My ten year old did not miss a single math question on the Tennessee state assessment (TCAP) in 2nd grade. Not one. He scored in the 100th percentile. Who does that? Not me. (Not my students, that's for sure.) I am sure there are others. But he is one of probably not too many. Last year he missed one, but in his defense he had nowhere to go but down after he peaked in second grade. :) I don't say that to brag, but rather to give background knowledge for the next sentence that I am about to write.
Today, as fourth graders were packing up their things to go home, four of my son's classmates were voting on whether or not he was stupid. The ringleader would ask, "Who think's Trevor's retarded?" and the other three would raise their hands. "Who thinks Trevor's stupid?", all the hands go up. "Who thinks Trevor's dumb?", three out of three of the followers voted that he for sure is.
So my ten year old came home from school today with puffy eyes, and pink cheeks because of the words of these kids. Three kids voting against him. Three kids siding with the mean girl, and agreeing that he was dumb.
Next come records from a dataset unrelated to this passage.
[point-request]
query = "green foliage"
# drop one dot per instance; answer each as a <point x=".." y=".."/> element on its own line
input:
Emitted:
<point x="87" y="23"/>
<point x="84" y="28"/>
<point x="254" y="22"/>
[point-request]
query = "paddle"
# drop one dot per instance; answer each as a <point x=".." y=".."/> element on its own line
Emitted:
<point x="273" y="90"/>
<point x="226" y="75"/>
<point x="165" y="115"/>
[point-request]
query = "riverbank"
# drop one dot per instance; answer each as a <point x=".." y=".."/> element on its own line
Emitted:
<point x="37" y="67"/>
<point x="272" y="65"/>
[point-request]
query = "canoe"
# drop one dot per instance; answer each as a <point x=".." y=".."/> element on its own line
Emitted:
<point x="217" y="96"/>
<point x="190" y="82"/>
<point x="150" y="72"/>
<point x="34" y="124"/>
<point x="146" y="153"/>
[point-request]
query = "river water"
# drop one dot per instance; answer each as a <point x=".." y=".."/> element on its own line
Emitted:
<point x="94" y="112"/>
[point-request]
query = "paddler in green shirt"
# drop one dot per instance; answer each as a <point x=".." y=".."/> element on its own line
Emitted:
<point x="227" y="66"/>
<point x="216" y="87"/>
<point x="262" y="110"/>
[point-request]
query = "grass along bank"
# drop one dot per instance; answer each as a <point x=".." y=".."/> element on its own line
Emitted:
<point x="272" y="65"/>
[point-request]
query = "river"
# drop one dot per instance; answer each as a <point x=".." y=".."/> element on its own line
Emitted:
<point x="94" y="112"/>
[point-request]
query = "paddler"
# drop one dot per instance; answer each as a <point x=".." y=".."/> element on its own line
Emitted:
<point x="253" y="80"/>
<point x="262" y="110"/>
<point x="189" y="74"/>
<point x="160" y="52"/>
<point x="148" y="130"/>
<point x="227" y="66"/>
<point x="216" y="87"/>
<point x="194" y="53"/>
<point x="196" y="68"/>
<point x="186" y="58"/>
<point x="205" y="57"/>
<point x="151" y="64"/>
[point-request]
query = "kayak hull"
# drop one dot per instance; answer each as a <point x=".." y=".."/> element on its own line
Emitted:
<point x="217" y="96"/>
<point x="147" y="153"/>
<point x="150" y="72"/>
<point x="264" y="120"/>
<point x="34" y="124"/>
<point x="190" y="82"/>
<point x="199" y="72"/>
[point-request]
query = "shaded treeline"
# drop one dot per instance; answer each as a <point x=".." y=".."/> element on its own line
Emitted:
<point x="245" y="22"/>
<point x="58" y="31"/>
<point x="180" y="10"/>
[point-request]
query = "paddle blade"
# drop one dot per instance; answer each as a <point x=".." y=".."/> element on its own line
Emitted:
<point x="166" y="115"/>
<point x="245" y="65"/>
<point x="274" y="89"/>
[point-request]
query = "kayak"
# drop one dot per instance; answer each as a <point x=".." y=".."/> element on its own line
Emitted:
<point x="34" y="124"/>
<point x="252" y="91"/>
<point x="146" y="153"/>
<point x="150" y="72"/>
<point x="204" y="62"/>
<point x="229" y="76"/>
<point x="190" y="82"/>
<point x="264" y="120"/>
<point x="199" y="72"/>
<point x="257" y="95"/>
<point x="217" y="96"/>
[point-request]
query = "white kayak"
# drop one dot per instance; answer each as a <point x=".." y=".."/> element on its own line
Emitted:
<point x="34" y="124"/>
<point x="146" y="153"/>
As he told me the story on the way home from school, so quietly I could barely hear him, my eyes filled with tears. I wasn't angry, I was just wounded. Wounded because I could tell that this one hurt him.
"Mom, you can tell me if something is wrong with me you know. I mean is it? Do I have something like how some kids have ADHD or things? Did a doctor ever say anything is wrong with me?"
More tears running down my cheeks. More broken heart forcing itself to beat as I listen to my son try to fit the words of his classmates into his view of himself. A view that now feels like maybe he is broken.
I told him, most assuredly, that he is not broken in any way. And that in some small way those kids must feel broken to be hurting him like that. Kids who are confident, strong, and kind don't seek to hurt others. That we may never know what is in them that feels fixed when they pick on him, but that it certainly isn't about him. It is about them.
Then we talked about how it would have felt if someone hadn't raised their hand. If someone had voted for him instead of against him. The relief he would have felt if just one person had his back. That was the word he used. Relieved. And I told him to always be that person.
And now, as he sits reading Harry Potter I am still teary. I don't want to send him back to the wolves tomorrow. I don't want them to hurt him anymore, just because they can. Just because there are four of them and one of him, and because he is too sweet to beat the crap out of them like I want him to. And I am teary because I feel like I have let him be too soft. I have let him be too into books, and I have let him love too much... animals, and bugs, and me. I have let him be too kind. I should have tried to change him.
But that is never true.
God made my son smart. He made him kind, empathetic, hilarious, and so exceedingly loving. I hope that the words from today don't scar him, but rather stay with him as a reminder to be the one person who provides another child the relief of just not being alone. The world is a tough place. Even when you're just ten.